Enzo Frizzo Paulino Batlarejo, 13 anos, mora em São Paulo. Como qualquer garoto de sua idade, gosta de usar computador, entrar nas redes sociais e se dedica às atividades extracurriculares que sua condição de classe média lhe permite. No caso de Enzo, o balé clássico.

Quando seu tradicional colégio católico descobriu, a vida de Enzo virou um inferno. Foi chamado de “gay” e “viado”, surrado e até “proibido” de usar o banheiro masculino.
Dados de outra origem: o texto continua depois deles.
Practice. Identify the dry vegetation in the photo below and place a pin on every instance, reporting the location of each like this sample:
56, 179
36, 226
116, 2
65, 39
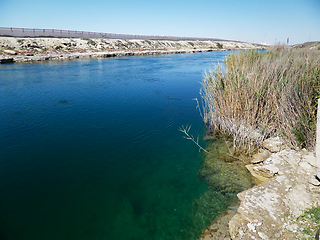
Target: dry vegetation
262, 94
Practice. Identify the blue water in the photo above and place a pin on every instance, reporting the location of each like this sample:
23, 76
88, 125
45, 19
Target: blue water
90, 149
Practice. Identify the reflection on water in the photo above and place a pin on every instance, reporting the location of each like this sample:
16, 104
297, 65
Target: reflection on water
90, 149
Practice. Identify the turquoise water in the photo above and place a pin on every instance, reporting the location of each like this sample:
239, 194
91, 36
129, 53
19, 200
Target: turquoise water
90, 149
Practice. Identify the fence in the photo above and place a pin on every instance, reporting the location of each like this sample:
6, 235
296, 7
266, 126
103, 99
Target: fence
55, 33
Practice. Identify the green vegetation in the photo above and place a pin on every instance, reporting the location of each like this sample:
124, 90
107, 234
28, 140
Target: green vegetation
262, 94
219, 45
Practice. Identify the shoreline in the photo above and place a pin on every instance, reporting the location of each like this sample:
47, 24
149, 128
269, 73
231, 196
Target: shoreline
276, 207
14, 49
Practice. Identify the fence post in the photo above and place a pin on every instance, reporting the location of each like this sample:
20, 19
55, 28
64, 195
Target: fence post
318, 143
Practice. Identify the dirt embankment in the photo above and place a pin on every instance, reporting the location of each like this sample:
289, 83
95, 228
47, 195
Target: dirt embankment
14, 49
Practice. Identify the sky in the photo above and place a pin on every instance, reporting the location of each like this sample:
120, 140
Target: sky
255, 21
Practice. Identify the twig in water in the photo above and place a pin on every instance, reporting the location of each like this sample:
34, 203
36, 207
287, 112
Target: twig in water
186, 130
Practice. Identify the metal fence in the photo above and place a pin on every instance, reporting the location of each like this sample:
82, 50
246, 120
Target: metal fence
55, 33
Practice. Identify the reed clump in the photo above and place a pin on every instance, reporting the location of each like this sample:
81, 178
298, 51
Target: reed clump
256, 95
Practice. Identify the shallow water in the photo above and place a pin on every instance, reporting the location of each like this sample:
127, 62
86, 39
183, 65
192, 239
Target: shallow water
90, 149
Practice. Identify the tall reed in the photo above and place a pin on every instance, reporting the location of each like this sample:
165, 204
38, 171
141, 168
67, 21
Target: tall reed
263, 94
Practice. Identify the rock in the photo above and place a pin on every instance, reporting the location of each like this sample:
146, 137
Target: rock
266, 210
6, 60
10, 52
273, 144
261, 156
259, 172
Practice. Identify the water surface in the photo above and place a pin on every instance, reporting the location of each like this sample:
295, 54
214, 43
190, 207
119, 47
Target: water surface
90, 149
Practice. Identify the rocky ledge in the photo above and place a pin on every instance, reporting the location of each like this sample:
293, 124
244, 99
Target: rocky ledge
14, 49
273, 208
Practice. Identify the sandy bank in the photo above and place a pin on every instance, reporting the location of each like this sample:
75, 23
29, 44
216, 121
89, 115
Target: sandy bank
42, 49
271, 209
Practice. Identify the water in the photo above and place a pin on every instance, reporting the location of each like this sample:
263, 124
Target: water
90, 149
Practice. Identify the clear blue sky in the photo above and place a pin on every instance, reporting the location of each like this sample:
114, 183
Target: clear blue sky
253, 21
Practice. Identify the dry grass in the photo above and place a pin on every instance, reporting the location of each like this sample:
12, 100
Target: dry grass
264, 94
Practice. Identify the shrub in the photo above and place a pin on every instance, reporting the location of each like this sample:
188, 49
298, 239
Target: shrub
219, 45
90, 41
260, 95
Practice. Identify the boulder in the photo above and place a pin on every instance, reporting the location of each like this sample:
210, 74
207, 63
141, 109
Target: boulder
261, 156
10, 52
273, 144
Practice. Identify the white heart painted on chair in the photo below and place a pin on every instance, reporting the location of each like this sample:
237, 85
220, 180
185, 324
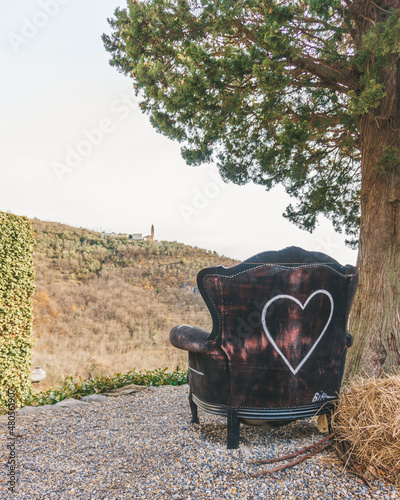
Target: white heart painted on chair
303, 306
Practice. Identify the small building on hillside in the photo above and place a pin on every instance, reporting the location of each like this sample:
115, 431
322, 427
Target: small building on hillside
133, 236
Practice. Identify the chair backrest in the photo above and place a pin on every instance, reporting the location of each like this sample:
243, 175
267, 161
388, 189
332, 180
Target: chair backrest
280, 317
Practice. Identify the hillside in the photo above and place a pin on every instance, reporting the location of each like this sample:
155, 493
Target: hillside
106, 305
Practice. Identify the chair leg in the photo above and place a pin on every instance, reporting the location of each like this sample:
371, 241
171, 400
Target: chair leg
193, 409
233, 429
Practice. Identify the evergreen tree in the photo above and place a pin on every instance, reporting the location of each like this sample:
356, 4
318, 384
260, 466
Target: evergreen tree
303, 93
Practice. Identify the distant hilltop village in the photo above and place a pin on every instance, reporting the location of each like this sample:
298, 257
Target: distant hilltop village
133, 236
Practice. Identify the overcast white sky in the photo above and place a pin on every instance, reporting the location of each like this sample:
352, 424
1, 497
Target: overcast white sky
77, 150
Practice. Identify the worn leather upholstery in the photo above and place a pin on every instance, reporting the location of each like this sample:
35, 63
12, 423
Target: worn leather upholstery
278, 345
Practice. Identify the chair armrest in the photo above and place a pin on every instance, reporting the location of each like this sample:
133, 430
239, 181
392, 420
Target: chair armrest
349, 340
193, 339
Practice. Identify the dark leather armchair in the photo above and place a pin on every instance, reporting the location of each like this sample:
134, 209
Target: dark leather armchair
277, 349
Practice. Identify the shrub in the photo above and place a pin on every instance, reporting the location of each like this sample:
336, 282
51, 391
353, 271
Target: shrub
76, 388
16, 291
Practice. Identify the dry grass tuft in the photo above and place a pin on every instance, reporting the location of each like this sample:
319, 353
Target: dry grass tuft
367, 426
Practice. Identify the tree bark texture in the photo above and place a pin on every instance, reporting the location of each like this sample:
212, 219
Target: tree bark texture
375, 315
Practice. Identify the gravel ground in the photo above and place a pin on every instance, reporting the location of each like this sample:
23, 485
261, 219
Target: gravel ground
143, 447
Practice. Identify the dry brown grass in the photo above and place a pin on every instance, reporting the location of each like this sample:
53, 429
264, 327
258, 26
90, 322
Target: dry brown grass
367, 420
106, 306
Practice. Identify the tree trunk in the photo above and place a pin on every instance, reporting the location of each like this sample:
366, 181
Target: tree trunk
375, 315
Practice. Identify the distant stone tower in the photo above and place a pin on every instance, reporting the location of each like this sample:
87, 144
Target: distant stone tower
150, 237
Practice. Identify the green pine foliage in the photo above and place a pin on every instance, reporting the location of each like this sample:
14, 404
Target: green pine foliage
271, 91
16, 291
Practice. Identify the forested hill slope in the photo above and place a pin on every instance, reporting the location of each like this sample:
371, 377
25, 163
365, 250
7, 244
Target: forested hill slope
105, 305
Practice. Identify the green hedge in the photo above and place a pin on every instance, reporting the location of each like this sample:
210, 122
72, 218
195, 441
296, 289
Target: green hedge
16, 291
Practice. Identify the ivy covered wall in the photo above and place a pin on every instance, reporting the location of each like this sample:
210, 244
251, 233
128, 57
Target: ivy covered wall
16, 291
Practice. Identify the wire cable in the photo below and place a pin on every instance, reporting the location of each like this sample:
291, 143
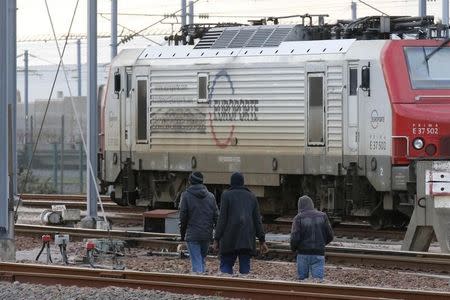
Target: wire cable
27, 176
153, 24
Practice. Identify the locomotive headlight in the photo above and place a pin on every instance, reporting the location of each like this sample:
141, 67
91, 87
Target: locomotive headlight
418, 144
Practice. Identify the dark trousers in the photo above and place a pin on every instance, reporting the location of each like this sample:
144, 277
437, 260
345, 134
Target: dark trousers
227, 262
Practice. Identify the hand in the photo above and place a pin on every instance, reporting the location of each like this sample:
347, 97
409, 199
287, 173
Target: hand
216, 246
182, 246
263, 249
Sua mãe, que era professora na instituição, procurou a coordenação. Segundo ela, ouviu que ele deveria se acostumar, porque, afinal, dançava balé. “Eu me sentia a escória. E eu não sou gay”, disse o menino em entrevista a Felipe Oda, de “O Estado de S.Paulo”.

A história é idêntica ao que vivi no colégio carioca em que estudava enquanto dançava clássico. Fui personagem de matérias em “O Globo” e “Jornal do Brasil” nos anos 1990 por isso, mas jornal algum registrou o que minha vida escolar virou depois que meus colegas leram na imprensa que eu calçava sapatilhas.

Como eu, Enzo descobriu que o preconceito é um revólver disparado por um cego. A torpe aversão a gays faz as pessoas repudiarem até quem pratica algo que não identificam como sendo “viril”. Aos olhos do preconceituoso, nem a realidade interessa: mais interessante é o prazer em agredir o que ele quer longe de si.

Enfim, ser hétero não salvou Enzo de sofrer, como não salvou a mim. Ainda tive um professor de física que, ao me ver chorar na classe, disse-me: “Você acha que eles algum dia vão parar? Você quis fazer isso. Agora aguente.”

Ele e sua pedagogia medíocre pretendiam que eu desistisse. Só que ali entendi que o mundo pode ser hostil com quem quebra sua monotonia e até a Justiça que deveria defender os mais fracos se omite – no caso, a supervisão da escola. Nessas horas, é preciso perseverança para continuar. Lamentavelmente, respeito às vezes ainda se torna um esporte de contato.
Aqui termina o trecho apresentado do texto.